OpenScientist
An autonomous AI scientist that generates and tests hypotheses from scientific data.
OpenScientist is an open-source, domain-agnostic autonomous discovery agent led by Justin Reese (Lawrence Berkeley National Laboratory) and released under the Apache-2.0 license. Given a set of data files and a research question, the system runs an iterative loop — generating hypotheses, testing them through sandboxed Python code execution, and searching PubMed for supporting literature — before producing a final report of findings and mechanistic interpretations. The project documents applications across genomics, transcriptomics, proteomics, and metabolomics data, and supports common scientific file formats (CSV, TSV, Excel, Parquet, JSON, PDB, mmCIF, FASTA, images, among others).
OpenScientist Agent
The underlying agent is built on an agentic coding-assistant framework, exposed via Model Context Protocol (MCP) tools for code execution, literature search, and knowledge-state tracking. An optional module adds structural biology capabilities through integration with Phenix, supporting structure comparison and superposition, geometry and validation metrics, and AlphaFold confidence analysis.
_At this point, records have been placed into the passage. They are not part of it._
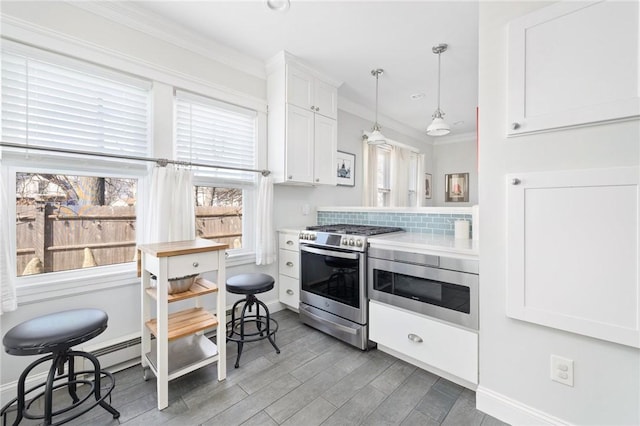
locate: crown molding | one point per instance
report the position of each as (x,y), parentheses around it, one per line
(142,20)
(27,32)
(457,138)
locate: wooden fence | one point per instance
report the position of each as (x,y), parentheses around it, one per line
(53,238)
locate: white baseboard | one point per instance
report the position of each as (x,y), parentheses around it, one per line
(511,411)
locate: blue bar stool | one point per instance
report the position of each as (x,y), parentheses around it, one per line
(56,334)
(265,327)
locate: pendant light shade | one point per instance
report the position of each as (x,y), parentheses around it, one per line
(438,126)
(376,137)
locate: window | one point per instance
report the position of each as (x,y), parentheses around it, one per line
(384,176)
(391,175)
(67,222)
(71,211)
(209,132)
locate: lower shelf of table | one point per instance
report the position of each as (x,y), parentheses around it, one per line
(184,355)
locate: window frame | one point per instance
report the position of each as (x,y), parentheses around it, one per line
(31,288)
(249,186)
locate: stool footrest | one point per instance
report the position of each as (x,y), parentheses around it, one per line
(259,333)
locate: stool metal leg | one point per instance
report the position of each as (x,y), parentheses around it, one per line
(72,378)
(97,389)
(268,322)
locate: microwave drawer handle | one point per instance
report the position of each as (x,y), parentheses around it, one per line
(337,326)
(415,338)
(330,253)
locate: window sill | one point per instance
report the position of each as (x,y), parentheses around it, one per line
(56,285)
(63,284)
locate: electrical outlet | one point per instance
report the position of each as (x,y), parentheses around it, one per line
(562,370)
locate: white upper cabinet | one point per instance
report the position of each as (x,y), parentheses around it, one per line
(303,128)
(312,93)
(573,63)
(572,253)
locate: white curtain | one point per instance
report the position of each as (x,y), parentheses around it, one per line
(400,176)
(265,233)
(420,195)
(370,178)
(8,298)
(171,206)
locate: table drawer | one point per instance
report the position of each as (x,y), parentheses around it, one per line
(288,241)
(445,347)
(179,266)
(289,263)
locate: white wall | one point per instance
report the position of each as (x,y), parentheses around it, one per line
(291,199)
(514,355)
(455,156)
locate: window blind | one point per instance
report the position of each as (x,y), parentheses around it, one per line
(57,102)
(215,133)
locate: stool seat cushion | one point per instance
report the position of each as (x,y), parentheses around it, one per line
(54,332)
(251,283)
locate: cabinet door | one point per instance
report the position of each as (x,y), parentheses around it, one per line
(572,251)
(325,99)
(299,145)
(326,142)
(300,87)
(573,63)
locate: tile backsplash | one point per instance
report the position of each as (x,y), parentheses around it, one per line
(429,223)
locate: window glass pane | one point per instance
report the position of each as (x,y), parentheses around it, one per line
(66,222)
(219,214)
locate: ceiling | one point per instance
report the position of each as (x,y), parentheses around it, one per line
(347,39)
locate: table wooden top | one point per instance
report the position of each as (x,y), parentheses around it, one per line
(177,248)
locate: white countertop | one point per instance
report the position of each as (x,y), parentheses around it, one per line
(426,243)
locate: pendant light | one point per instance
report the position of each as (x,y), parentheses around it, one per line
(376,137)
(438,127)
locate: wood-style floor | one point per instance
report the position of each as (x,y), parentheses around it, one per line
(315,380)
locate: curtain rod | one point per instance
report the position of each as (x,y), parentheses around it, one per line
(162,162)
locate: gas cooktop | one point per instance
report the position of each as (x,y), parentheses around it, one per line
(344,236)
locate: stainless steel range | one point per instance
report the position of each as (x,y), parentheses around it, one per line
(333,279)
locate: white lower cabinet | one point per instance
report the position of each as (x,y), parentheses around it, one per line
(427,343)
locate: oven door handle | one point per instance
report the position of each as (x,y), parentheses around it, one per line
(331,253)
(335,325)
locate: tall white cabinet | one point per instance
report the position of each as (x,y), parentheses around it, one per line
(289,268)
(303,129)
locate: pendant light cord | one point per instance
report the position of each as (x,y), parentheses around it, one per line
(438,110)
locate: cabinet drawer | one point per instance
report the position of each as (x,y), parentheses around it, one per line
(179,266)
(288,263)
(288,242)
(445,347)
(289,291)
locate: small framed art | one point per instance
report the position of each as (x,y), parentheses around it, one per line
(346,168)
(456,187)
(427,185)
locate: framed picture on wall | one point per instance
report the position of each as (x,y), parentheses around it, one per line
(346,168)
(428,184)
(456,187)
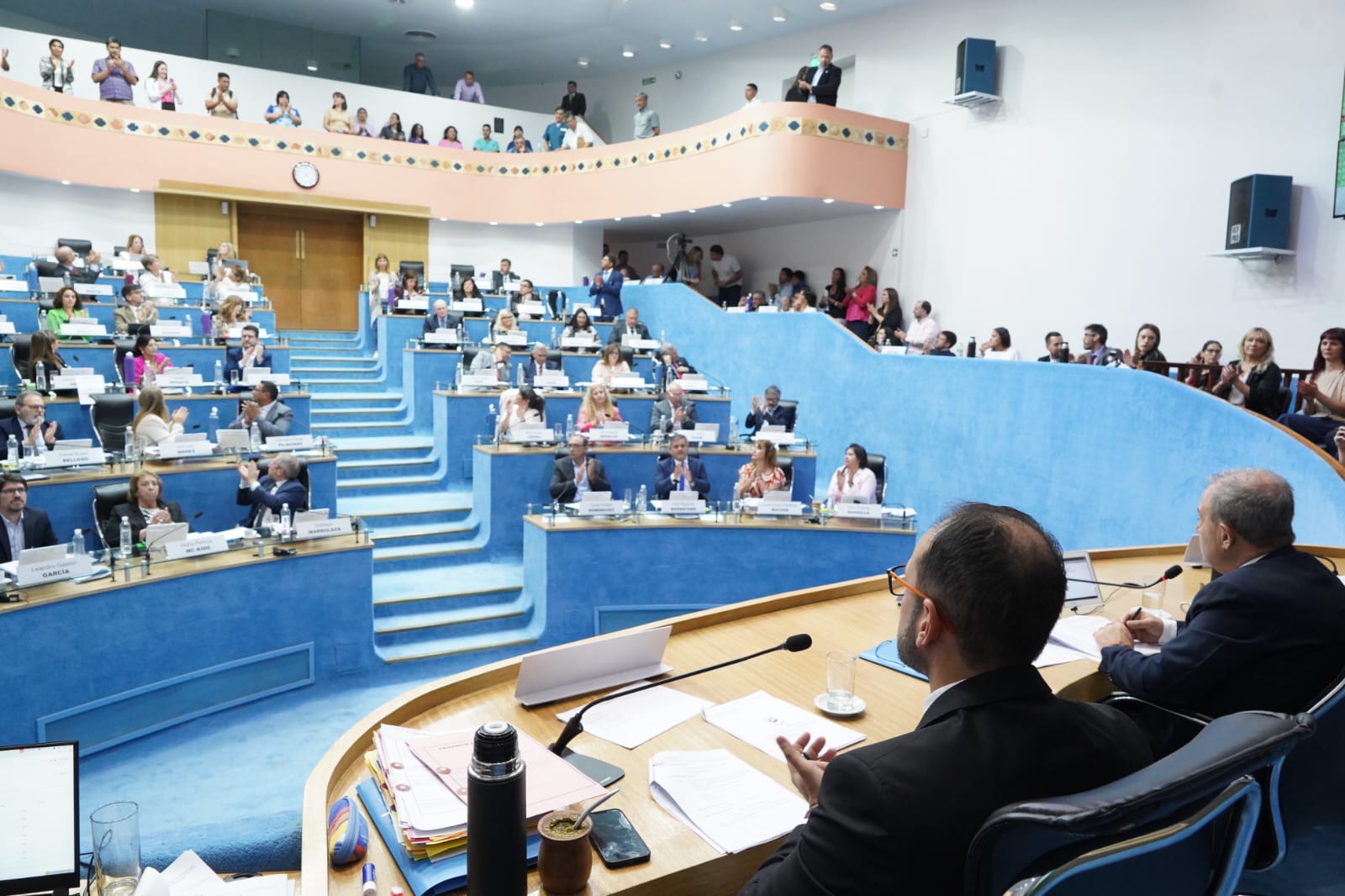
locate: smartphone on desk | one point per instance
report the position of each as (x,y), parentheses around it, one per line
(616,840)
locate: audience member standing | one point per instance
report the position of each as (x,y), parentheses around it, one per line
(646,120)
(114,77)
(417,77)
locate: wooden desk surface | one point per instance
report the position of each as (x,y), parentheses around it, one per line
(851,616)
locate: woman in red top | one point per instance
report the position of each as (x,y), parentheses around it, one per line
(858,303)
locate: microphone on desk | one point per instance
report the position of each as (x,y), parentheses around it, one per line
(794,643)
(1176,569)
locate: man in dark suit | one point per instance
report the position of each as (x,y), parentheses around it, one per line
(578,474)
(607,288)
(537,363)
(271,493)
(978,599)
(674,410)
(24,526)
(629,324)
(440,318)
(679,472)
(822,82)
(573,101)
(1268,634)
(770,412)
(30,425)
(251,353)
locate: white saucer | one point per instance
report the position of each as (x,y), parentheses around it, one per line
(856,707)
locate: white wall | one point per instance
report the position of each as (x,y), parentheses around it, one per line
(37,213)
(256,89)
(556,255)
(1098,187)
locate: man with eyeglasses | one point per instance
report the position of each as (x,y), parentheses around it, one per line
(30,425)
(24,526)
(978,599)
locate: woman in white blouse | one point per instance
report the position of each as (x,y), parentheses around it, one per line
(609,365)
(854,479)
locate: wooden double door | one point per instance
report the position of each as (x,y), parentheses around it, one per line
(309,260)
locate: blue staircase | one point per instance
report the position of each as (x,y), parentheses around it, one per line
(439,588)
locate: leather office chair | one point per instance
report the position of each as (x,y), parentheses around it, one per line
(878,465)
(111,414)
(1226,824)
(1029,838)
(19,354)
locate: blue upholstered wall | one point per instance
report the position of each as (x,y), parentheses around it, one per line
(1100,456)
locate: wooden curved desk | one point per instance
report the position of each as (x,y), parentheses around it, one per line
(851,616)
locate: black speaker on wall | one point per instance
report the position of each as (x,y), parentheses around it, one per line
(1258,212)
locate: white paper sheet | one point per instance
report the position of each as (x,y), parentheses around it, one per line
(726,802)
(759,719)
(630,721)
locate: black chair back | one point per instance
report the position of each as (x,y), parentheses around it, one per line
(19,349)
(111,414)
(1026,838)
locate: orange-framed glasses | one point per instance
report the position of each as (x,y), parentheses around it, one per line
(899,587)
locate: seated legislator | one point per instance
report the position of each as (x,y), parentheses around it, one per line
(1322,392)
(440,318)
(134,311)
(630,323)
(271,493)
(674,410)
(768,412)
(251,353)
(271,416)
(899,815)
(42,347)
(580,326)
(598,408)
(1253,381)
(148,360)
(29,424)
(762,474)
(1268,634)
(609,365)
(145,506)
(578,474)
(24,526)
(520,405)
(607,289)
(538,363)
(154,425)
(679,472)
(853,479)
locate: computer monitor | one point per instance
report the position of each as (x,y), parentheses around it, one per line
(40,814)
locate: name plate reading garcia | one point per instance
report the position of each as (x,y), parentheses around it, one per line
(174,450)
(289,443)
(322,528)
(54,571)
(201,546)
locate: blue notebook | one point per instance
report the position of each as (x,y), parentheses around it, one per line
(885,654)
(423,876)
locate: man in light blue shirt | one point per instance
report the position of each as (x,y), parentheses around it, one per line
(467,89)
(555,134)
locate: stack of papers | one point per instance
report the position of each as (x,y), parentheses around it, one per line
(726,802)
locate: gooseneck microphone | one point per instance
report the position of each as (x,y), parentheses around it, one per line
(1176,569)
(794,643)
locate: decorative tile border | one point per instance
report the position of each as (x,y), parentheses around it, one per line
(298,143)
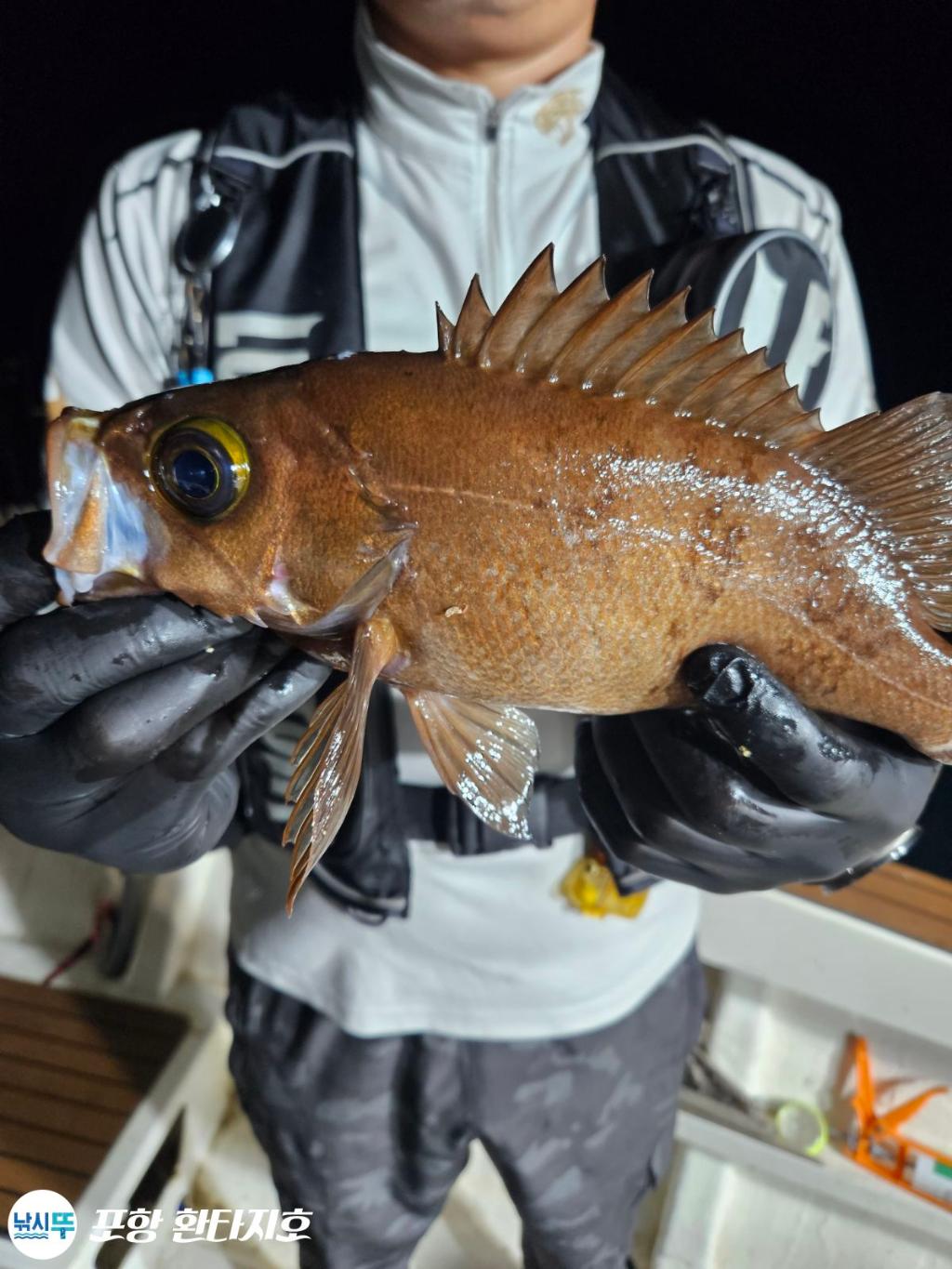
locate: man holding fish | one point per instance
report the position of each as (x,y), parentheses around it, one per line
(438,981)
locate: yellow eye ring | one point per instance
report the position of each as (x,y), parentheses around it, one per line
(202,466)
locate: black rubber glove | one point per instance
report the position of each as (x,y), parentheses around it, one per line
(749,789)
(121,720)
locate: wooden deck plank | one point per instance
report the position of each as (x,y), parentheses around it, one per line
(86,1061)
(73,1069)
(126,1014)
(897,897)
(99,1125)
(17,1077)
(49,1149)
(23,1175)
(87,1032)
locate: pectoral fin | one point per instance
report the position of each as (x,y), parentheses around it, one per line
(487,755)
(329,755)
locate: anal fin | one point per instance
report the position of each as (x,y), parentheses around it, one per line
(487,755)
(329,754)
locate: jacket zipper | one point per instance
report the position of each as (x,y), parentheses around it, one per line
(492,239)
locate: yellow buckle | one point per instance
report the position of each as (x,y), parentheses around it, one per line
(589,887)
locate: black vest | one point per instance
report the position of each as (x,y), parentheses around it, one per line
(660,185)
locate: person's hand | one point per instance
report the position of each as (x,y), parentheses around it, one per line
(121,720)
(749,788)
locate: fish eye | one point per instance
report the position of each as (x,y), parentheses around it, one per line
(202,466)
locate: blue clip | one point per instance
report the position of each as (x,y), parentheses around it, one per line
(201,375)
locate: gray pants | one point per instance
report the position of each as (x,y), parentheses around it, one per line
(371,1133)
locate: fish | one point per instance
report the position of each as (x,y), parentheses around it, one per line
(552,509)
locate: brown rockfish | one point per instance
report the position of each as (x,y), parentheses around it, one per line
(551,510)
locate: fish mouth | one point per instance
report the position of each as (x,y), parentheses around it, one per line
(98,542)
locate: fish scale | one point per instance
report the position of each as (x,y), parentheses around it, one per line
(551,510)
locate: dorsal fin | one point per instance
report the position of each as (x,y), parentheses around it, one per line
(471,324)
(896,465)
(579,337)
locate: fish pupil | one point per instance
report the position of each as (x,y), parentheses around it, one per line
(194,473)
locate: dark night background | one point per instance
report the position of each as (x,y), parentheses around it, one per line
(855,94)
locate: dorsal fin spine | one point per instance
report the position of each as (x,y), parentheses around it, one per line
(622,348)
(674,350)
(594,334)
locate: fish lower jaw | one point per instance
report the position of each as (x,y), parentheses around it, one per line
(99,585)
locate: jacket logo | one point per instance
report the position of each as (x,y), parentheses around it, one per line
(560,114)
(247,340)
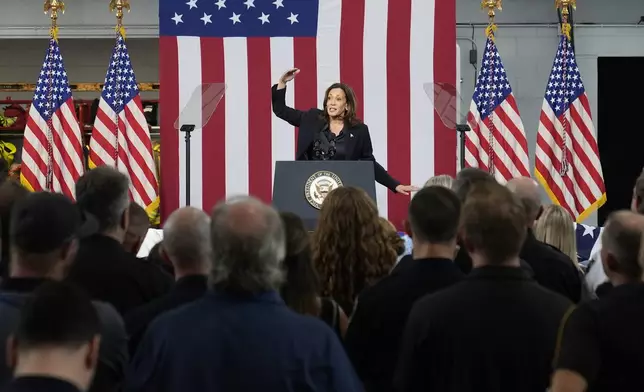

The project also includes a “skills” system separating general workflow logic (hypothesis generation, result interpretation, prioritization, stopping criteria) from domain-specific skills (metabolomics, genomics/transcriptomics, structural biology, statistics).
OpenScientist can connect to several model-hosting providers — CBORG (Lawrence Berkeley National Laboratory’s API service), Google Vertex AI, AWS Bedrock, or Azure AI Foundry — with per-project cost tracking against each provider’s billing APIs. It is deployed via Docker with a browser-based (NiceGUI) interface for submitting and monitoring jobs, and supports multiple concurrent jobs through an internal job manager. A live instance is hosted at openscientist.io. As of this writing, the project is at an early release stage (v0.1.0, March 2026).